Understand the Company Before You Invest
Before purchasing a stock, you should understand the basics about the company you are investing in. Make sure you can answer these questions first:
• What business is the company in? Understand the products the company sells and the growth prospects of that industry. Is it in a high growth business or a business that is likely to have slow growth in the years ahead? For some companies, this may be basic information that can be understood without much research. For other companies, you may have to read quite a bit before you understand exactly what they do.
• How much product is the company selling? Most publicly traded companies have sales figures in the hundreds of millions of dollars. If you're interested in a company with sales significantly below that, realize that it is probably a growth company with more risk than a mature, established company. Also review the trend in sales to make sure the company has steadily increasing sales.
• Is the company profitable? You're not just looking to make sure the company has positive net income for the year. You want to determine whether the amount of profit is reasonable for that industry. To get a feel for that, take a look at return on equity, which equals the company's net income divided by shareholder's equity, and return on assets, which equals net income divided by total assets.
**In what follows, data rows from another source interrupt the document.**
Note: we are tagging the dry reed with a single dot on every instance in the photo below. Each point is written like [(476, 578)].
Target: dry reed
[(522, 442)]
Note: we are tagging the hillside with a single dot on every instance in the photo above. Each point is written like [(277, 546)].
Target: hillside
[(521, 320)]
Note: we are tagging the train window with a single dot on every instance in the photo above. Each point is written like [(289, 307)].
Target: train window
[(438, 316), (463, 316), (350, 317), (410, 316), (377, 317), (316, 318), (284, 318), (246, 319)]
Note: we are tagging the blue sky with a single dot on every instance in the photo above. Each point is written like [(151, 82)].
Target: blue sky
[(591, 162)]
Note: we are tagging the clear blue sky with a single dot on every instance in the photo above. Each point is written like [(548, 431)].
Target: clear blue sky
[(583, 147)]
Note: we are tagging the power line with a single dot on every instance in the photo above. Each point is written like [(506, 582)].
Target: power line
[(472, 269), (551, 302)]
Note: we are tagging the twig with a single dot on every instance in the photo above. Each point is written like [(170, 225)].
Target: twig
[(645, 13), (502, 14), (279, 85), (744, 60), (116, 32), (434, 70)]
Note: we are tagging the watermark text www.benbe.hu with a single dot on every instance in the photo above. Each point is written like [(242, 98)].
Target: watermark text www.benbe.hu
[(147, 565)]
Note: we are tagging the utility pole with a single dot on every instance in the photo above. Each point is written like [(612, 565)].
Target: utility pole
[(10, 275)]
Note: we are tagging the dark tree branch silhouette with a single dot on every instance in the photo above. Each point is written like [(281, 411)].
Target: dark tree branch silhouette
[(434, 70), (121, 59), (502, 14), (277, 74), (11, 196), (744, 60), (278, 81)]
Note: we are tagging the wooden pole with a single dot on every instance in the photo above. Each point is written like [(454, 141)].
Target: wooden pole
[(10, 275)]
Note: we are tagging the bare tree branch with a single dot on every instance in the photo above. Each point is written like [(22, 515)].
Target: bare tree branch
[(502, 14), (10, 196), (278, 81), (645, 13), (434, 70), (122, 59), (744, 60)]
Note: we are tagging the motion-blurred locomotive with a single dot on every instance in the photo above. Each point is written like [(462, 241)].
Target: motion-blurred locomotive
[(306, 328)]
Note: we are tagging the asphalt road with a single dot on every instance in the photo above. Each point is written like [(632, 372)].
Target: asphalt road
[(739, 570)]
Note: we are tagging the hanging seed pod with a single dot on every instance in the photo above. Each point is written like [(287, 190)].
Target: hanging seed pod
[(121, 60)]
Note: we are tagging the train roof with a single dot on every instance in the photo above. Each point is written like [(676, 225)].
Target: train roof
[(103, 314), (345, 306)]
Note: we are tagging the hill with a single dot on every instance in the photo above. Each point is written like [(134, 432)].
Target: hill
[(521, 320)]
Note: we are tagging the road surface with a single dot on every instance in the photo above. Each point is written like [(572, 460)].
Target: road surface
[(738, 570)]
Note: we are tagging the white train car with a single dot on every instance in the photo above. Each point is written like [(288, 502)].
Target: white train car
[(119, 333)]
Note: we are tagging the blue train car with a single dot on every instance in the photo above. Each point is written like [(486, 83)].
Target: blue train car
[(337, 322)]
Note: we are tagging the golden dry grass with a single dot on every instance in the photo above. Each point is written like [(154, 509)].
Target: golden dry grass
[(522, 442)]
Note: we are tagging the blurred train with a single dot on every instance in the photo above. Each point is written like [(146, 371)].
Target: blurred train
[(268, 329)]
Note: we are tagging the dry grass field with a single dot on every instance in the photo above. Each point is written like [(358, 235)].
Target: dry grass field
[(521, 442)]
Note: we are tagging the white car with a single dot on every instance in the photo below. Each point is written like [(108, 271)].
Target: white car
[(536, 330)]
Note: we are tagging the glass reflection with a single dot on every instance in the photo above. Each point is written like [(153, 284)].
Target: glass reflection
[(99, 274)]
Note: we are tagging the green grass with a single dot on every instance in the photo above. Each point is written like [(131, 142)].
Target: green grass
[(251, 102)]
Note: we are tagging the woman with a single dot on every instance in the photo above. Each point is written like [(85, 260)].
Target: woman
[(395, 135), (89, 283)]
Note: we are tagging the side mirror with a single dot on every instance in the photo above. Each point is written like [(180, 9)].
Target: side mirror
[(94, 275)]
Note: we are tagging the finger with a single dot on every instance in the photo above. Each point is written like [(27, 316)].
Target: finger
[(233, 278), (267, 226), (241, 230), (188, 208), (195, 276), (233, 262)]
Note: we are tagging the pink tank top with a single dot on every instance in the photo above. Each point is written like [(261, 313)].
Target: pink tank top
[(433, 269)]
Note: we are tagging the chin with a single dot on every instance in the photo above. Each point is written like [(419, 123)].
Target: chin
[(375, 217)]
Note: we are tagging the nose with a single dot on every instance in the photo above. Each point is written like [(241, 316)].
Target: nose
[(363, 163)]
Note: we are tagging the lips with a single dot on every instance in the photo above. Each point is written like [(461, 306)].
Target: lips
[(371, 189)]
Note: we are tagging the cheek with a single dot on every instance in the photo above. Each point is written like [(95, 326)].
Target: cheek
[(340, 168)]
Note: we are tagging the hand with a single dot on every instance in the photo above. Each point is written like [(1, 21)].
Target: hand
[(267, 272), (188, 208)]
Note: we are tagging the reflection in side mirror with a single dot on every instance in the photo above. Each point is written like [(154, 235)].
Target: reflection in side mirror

• Does the company have positive cash flow? The company's cash flow statement will indicate whether cash increased or decreased during the period. A company can adjust its accounting policies to affect net earnings, but cash is more difficult to manipulate. Thus, it's a good second check on a company's profitability.
• How much debt does the company have? While most companies need some debt, too much debt can be burdensome. With interest rates currently at such low levels, increasing interest rates in the future could cause problems for companies carrying too much debt.
• Has there been any negative news about the company? News like lower than expected earnings, management shakeups, problems with a new product, and accounting restatements can have a detrimental effect on the stock's price. If the event is just a temporary problem, it could be a good time to purchase the stock. However, often one negative news item leads to another. Make sure there is no more bad news before you purchase the stock.